Abroad, though, it was a different story. Unaware of the band’s demise, and prompted by the posthumous release of two compilation albums (featuring live material and radio sessions) their fan-base grew, particularly in the States (where they became a fixture on College Radio), and in Europe. At home, able to lick his wounds and re-think, Garce decided to start again. With elements of the old line up and new blood, Sad Lovers and Giants was re-born in 1986. Midnight Music released a brand new album (“The Mirror Test”) in 1987. By this time, interest in the band in Europe and America was at a level the band had never enjoyed in their earlier life. “The Mirror Test” went straight into the Rockpool (US College Radio) Top 20 and radio stations in France, Holland and, particularly Spain celebrated the new product. Midnight Music opened an office in France, where the band were habitually playlisted by Oui FM, the leading Parisian alternative station, and appeared on several French TV music shows. The album was licensed by Polygram in Greece, and fan mail arrived weekly from as far away as Japan. They played their biggest gigs in Spain, who really took the band to their hearts. “Things We Never Did” was a pop hit in Spain; in support of it they appeared at Valencia Bullring in front of 15,000 people. But, apart from the occasional, well attended Marquee gig (the SLAGs headlined no less than six times) the UK seemed to be largely ignoring them. Following a “Where Are They Now?” feature in the NME, one UK paper did glimpse the European SLAG phenomenon - the Melody Maker, who accompanied the band on one of their forays to Spain and printed a glowing live review and a half page feature in 1987.

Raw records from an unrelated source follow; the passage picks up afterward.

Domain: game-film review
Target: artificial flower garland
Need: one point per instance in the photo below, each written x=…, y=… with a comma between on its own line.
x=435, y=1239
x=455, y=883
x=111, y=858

Buoyed up by the International success, and encouraged by the signs of a UK resurgence, the band went into the studio to record again. The release of “Headland” in 1989 coincided with their most ambitious tour of France, their live debuts in Belgium and Switzerland, a live radio broadcast to France, Switzerland and Italy and the launch of a SLAG fanzine in France. They were visited in the studio by Japanese journalists and, at last, were offered a tour of the US. Unfortunately, all this potential was never to be realised. The label they had sparked into life, Midnight Music, with a rapidly growing roster of expensive baby bands, was becoming a financial disaster. Royalties were never paid, the Paris office of Midnight Music was closed and the licensee in Spain severed his deal. Finally, in 1991, the label itself went under, owing the SLAGs thousands and with their last album “Treehouse Poetry” recorded, pressed but unreleased. With no record company in the UK, and considerable debts, the band split for the second time.

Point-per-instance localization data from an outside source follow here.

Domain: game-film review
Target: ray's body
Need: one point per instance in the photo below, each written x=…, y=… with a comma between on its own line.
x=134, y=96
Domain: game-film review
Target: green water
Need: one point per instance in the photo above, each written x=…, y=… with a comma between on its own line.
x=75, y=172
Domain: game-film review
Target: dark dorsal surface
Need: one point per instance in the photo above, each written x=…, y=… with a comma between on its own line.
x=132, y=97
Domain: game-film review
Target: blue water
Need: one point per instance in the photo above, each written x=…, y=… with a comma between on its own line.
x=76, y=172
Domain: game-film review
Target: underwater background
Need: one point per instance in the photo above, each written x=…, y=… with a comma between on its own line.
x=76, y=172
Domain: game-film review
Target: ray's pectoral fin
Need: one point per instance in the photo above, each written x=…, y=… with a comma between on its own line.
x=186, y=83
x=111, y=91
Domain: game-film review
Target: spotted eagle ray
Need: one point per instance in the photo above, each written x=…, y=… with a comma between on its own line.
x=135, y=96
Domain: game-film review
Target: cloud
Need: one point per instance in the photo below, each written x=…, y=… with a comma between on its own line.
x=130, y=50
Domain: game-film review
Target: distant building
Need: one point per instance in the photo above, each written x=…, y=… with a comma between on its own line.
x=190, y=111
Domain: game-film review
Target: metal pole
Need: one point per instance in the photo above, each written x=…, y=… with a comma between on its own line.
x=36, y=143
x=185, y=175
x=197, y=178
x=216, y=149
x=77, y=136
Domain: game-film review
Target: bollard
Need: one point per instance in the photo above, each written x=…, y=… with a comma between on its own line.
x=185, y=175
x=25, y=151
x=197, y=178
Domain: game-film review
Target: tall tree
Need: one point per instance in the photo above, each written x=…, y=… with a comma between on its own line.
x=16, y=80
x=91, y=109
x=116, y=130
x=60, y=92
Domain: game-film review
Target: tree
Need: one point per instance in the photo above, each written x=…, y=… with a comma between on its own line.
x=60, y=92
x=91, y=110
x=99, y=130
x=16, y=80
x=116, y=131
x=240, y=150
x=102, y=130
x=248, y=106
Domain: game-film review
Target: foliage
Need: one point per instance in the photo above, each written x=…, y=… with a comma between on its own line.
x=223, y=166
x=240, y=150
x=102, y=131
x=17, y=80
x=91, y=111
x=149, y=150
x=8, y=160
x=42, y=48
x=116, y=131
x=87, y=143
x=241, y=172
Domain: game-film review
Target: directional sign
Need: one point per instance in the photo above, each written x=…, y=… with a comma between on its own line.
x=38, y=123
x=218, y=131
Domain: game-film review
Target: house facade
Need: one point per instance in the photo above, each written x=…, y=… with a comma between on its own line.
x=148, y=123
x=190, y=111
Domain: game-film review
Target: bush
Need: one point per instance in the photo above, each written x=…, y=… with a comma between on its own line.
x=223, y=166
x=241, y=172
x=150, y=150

In typical Sad Lovers & Giants style, breaking up has not dampened the enthusiasm of their fans. The title for the album was inspired by the appearance, two years ago, of an unofficial but elaborate Internet Website, set up by a fan in Texas. Having bought the rights to the band’s catalogue, Anagram were prompted into releasing a Best Of by demand from Europe and the USA. The Web site became the base of operations to compile the ideal tracklisting for the album - fans from all over the world sent in their suggestions and, from the final league table, the songs were selected.

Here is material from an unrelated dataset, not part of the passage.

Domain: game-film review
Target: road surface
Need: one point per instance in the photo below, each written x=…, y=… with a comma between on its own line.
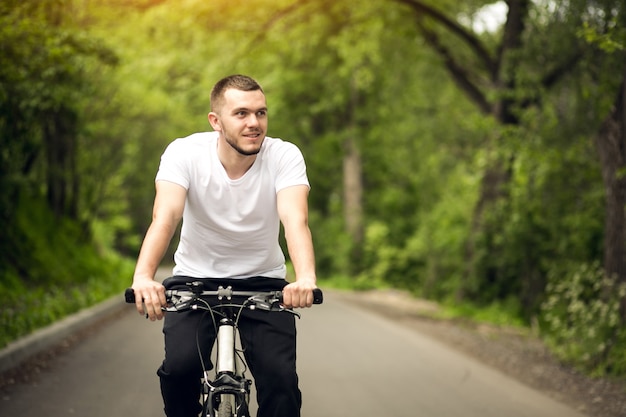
x=351, y=363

Says Garce, “The essence of Sad Lovers and Giants seems to be very durable, although at the time it always seemed to be of a more fragile nature. This was true for the music we made as much as it is for the life of the band itself. It surprises me how it keeps on bouncing back; you shut the thing in the toybox and it still wriggles out. The new demand for this album is another example of this phenomenon and that’s what I tried to capture in the title.”